En la misma línea, Álvaro Martín, copropietario de la casa de empeños madrileña Pawn Shop, estima que cuando se acabe la prórroga de los ERTE “habrá un boom de ventas y empeños” dado que, en su opinión, “la situación será un caos, con más paro y cierre de empresas”. Pese a ello, señala que en su establecimiento ya se nota un aumento de las ventas de oro e indica que el perfil es variado, aunque lo más habitual es ver a gente con necesidad inmediata de liquidez de entre 40 y 50 años o de más de 60. “Lo normal es que traigan alhajas de oro, como anillos, colgantes y pendientes. También relojes antiguos de oro, que se tasan al peso”, subraya. 

Las herencias, otro factor importante

Además del final de los ERTE, los dos expertos coinciden en que la recepción de herencias es el otro factor que disparará el empeño de oro, sobre todo en un contexto pandémico en el que se ha incrementado la mortalidad y que ha golpeado con más dureza a la población de mayor edad. Epeldegui señala que la confluencia de esos dos elementos incidirá en los precios y hará que los vendedores reciban menos dinero por sus joyas debido al aumento de la oferta. En estos momentos, los establecimientos se mueven en una horquilla de precios que oscila entre los 22 euros por cada gramo de oro de 14 kilates y los 37 euros que se pueden obtener por el de 24 kilates, si bien hay variaciones entre una casa de empeños y otra. 

Por otro lado, y en relación con las herencias, Martín señala que, además de piezas de oro, en su establecimiento también han notado “un aumento de la venta y empeño de relojes, que actualmente están muy al alza y muy cotizados”, agrega el empresario.

Expectativas sobre el oro en los mercados

El oro es considerado como el principal valor refugio por los inversores debido a que en momentos de crisis económica es una buena forma de mantener a buen recaudo el dinero y alejarlo de la volatilidad de otros activos más dependientes de las actuaciones de los gobiernos o de la gestión de las empresas en contextos turbulentos. “Durante la pandemia, la demanda se ha disparado por la incertidumbre y los inversores han mantenido las compras ante el temor al elevado endeudamiento a nivel mundial. Tarde o temprano habrá una pérdida de poder adquisitivo de las principales divisas”, explica Epeldegui, que achaca esta última situación a los estímulos fiscales promovidos por los bancos centrales tanto de Estados Unidos como de Europa. 
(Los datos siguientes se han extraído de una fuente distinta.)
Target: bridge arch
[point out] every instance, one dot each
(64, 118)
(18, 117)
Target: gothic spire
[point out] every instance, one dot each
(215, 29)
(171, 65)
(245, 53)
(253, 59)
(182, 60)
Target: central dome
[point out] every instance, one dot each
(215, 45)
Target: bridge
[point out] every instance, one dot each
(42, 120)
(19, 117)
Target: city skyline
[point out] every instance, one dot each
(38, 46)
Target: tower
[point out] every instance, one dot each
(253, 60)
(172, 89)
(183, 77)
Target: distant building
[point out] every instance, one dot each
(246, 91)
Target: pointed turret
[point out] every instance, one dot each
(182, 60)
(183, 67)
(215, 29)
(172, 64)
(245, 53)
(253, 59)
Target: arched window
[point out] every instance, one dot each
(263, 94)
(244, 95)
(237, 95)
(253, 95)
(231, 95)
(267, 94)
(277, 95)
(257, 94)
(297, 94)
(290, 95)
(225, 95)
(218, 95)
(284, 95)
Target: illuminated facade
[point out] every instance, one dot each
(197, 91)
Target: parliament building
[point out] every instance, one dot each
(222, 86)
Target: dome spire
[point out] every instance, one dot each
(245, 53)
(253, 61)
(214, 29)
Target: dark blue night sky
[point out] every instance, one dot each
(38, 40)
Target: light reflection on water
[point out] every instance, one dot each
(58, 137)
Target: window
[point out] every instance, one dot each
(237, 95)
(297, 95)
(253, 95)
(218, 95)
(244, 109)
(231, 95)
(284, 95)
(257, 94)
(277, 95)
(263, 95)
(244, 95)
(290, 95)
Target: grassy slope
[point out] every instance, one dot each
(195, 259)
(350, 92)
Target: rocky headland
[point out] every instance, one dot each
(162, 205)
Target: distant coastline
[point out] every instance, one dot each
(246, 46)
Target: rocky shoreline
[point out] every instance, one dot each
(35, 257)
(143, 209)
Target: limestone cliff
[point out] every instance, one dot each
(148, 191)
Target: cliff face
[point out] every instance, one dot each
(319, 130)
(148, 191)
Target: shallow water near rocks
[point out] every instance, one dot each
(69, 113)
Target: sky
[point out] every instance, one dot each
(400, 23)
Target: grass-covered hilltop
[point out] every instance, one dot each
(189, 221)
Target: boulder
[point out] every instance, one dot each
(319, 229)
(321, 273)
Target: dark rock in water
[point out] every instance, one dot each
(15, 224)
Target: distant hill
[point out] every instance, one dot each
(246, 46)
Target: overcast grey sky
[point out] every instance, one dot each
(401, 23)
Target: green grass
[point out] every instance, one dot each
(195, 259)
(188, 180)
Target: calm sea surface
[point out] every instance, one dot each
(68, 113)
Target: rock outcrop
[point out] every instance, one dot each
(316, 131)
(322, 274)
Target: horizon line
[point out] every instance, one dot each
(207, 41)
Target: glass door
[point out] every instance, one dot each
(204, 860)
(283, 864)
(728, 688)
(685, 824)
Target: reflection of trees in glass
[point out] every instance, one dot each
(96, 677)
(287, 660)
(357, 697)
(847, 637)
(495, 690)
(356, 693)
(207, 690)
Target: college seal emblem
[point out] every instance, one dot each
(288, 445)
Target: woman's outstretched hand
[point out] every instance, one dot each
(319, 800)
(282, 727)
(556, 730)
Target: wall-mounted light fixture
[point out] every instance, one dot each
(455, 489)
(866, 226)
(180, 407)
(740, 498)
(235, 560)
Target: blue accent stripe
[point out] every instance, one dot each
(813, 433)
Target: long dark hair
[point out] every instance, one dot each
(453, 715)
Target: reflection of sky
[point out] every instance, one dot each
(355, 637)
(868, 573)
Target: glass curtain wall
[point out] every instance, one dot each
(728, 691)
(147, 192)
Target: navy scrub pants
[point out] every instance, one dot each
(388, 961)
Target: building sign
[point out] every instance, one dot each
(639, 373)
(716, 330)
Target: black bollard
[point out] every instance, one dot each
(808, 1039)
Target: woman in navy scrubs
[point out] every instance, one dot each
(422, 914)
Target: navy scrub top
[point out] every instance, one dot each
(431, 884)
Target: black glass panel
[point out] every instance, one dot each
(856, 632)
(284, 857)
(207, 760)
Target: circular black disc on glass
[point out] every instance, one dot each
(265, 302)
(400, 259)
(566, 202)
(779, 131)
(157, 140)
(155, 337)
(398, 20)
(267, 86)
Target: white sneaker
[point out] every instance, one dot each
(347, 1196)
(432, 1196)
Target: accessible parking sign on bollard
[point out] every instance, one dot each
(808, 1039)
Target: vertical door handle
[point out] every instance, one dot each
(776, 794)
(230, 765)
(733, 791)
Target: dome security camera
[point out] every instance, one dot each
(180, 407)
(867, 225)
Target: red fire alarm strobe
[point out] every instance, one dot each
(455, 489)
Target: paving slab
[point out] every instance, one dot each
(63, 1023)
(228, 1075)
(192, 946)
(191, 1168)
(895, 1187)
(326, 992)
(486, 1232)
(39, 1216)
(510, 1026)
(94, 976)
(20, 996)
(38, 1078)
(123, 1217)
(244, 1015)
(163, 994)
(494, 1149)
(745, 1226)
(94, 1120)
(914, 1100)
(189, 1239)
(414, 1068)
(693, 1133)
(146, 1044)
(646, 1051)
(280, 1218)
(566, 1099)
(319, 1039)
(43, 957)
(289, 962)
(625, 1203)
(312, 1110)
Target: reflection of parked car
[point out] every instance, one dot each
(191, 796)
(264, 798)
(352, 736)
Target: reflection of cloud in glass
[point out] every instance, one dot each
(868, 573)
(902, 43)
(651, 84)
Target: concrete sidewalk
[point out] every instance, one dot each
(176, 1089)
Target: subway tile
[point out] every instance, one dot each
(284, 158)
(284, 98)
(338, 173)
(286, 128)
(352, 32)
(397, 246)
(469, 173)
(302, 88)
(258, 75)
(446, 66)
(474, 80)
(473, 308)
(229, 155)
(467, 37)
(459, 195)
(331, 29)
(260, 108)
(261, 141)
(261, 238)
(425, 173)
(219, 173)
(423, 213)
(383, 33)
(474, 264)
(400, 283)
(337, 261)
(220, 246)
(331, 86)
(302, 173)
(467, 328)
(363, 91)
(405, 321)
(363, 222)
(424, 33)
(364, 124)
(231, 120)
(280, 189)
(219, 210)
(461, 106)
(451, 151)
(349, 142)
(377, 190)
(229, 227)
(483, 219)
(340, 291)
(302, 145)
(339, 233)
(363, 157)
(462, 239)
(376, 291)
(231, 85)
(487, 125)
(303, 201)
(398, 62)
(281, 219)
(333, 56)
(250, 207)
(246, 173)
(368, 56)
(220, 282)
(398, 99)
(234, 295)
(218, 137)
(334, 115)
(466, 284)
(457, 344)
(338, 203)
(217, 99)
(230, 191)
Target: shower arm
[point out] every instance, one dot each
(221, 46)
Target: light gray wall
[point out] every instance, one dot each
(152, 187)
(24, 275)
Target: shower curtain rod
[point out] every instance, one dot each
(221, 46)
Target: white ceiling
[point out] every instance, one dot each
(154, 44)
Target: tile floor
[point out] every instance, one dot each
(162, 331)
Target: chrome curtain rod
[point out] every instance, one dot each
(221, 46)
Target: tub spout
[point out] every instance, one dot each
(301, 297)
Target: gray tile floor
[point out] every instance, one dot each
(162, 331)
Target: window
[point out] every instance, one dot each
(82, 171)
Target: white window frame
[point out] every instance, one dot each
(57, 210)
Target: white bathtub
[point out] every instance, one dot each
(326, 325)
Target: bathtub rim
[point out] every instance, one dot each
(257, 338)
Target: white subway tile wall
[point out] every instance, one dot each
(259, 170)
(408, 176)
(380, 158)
En cuanto a si la aparición de las vacunas ha rebajado las malas perspectivas de los mercados de cara a 2021, este experto considera que supuso “algunas correcciones en el precio del oro, que había subido de una manera muy fuerte y que tenía que encontrar un nivel de consolidación para poder continuar su camino”. Además, estos avances médicos indican a los inversores que, al menos a medio plazo, “la cosa no va a ir a peor”. La cotización del oro arrancó el año en torno a los 1.900 euros, sin embargo, su precio en los dos primeros meses de 2021 se redujo hasta los 1.723 euros. Esta última cifra todavía está por encima de la cotización del metal justo antes del comienzo de los confinamientos en marzo de 2020, cuando su valor rondaba los 1.600 euros.